Now, with all these factors in mind (and there may be more we don’t know about), can we make any reasonable calculation as to what proportion of planets in our galaxy fit this profile? Are there other planets out there that could have developed life like ours? To make that calculation, we have to ask what proportion of planets meet each characteristic. That’s impossible to do right now, so we have to estimate. Such estimates may be way off, but let’s give it a try. Let’s assume the simplest situation (and probably an overestimate), that each planet has a 1 in 100 chance of having each characteristic. This works out to 1/100 to the 13th power, or 10 to the −26 power. That says that only one planet out of 10 to the 26th has all the characteristics needed for life to develop. It is estimated that around one hundred billion planets exist in the galaxy. That’s 10 to the 11th power. Okay, make it 10 to the 12th. Clearly, even if we use a serious overestimate to the chances of any characteristic happening on a developing planet, we’ve just eliminated not only the possibility of life developing on another planet, but on our own too. We shouldn’t even exist. Yet, there’s good evidence these characteristics are essential. We can’t just drop two or three. The numbers just don’t add up.

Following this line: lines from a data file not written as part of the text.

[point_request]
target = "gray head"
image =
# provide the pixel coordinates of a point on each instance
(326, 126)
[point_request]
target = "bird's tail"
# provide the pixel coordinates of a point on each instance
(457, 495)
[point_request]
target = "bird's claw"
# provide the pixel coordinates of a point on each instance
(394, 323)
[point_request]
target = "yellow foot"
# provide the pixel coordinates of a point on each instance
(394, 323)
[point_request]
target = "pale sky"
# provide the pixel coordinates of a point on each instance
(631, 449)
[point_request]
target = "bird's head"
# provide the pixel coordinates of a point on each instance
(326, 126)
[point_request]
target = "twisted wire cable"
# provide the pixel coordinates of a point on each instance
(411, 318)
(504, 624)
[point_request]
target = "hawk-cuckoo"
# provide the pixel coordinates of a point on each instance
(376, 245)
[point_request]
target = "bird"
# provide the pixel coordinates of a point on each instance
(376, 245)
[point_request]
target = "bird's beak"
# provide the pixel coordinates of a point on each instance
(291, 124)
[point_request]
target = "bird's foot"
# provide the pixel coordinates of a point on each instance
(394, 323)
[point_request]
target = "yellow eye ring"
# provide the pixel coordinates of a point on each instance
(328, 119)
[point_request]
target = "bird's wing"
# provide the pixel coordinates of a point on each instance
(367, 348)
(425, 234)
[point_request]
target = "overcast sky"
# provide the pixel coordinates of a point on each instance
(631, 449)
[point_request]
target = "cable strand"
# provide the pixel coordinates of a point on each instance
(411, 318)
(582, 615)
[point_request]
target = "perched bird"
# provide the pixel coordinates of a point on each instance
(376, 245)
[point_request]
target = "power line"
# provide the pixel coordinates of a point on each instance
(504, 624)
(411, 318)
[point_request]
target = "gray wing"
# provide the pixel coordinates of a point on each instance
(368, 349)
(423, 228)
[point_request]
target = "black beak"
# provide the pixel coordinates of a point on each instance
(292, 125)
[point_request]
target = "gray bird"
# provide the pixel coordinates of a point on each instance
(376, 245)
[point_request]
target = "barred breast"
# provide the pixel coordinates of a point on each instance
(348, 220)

So, where are we? Those numbers do give one possible explanation to Enrico Fermi’s famous paradox, but they are such an overestimate it’s hard to know if that’s the right explanation or not. It is possible that life could develop on other planets in situations we’re not familiar with, after all, we’re using Earth as an example and that may not be the most judicious model. Are we freaks in one way or another? Are we alone? You be the judge.